Mike took a moment, just to admire the effect, before acknowledging sheepishly. ‘I don’t have to look at it tonight. It’s just, well, I thought, if I got a spare moment or two. If you were working . . .’
Maria laughed out loud. ‘Well, as it happens I do have work to do. So you’ve just got no excuse, Detective Inspector Croft, not to be fully briefed by tomorrow morning.’
‘I don’t have to spend long on it,’ he protested. ‘Just half an hour or so to get an overview.’ He sighed, ruefully. ‘There’s practically a cabinet full of the stuff back at Divisional. What’s in the bag’s just a CPS briefing.’
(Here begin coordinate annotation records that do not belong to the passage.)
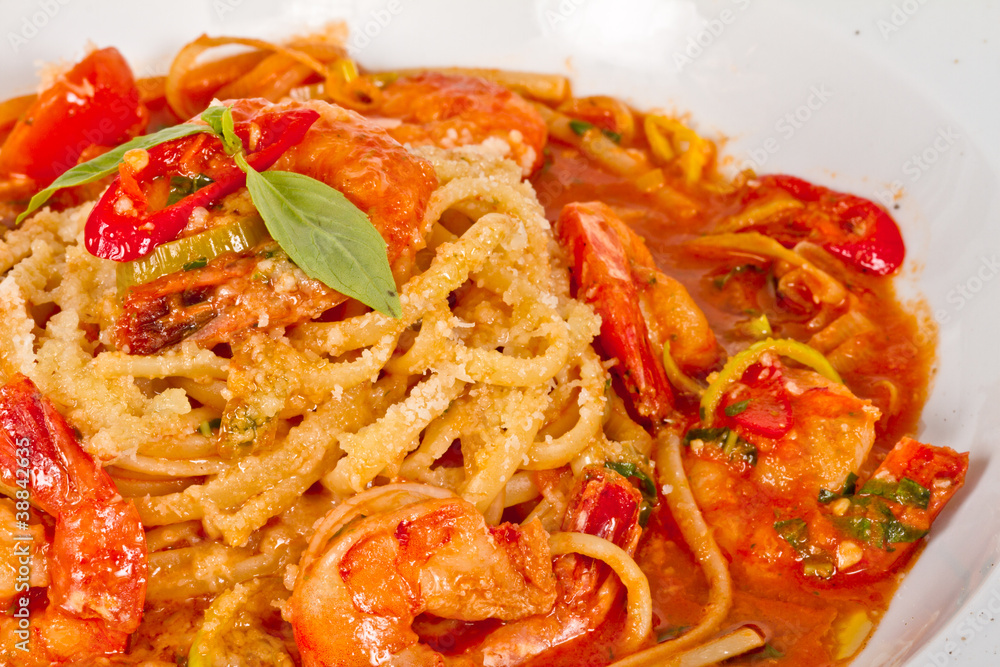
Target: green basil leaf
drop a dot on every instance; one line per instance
(794, 531)
(579, 127)
(905, 492)
(850, 485)
(220, 118)
(632, 470)
(213, 116)
(739, 407)
(826, 496)
(326, 235)
(107, 164)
‘So it’ll spend one hell of a time saying one hell of a nothing.’ John snorted contemptuously.’
Mike grinned at him.
‘Well,’ John went on. ‘I’ll give you a hand with the dishes, my dear, and then I’ll be on my way. Let you two professionals get yourselves ready for your working week.’
He rose a little stiffly, easing the crunches from his back, and regarded the two of them fondly. ‘Retired from the problems of the CPS I may be, but I won’t have either of you thinking that I’ve been put out to grass. This ex-DI has a heavy week ahead of him.’
* * *
It was well past midnight. Maria had taken herself off to bed almost an hour before, but Mike had found himself drawn into the complexities and ramifications of a case he very much did not want to make his own.
It made disturbing reading. Nothing in the report shook his original belief in Fletcher’s guilt. The man had been abusing the children in his care for the best part of two decades. His own admission and the overwhelming evidence of almost two dozen testimonies left no room for doubt on that score.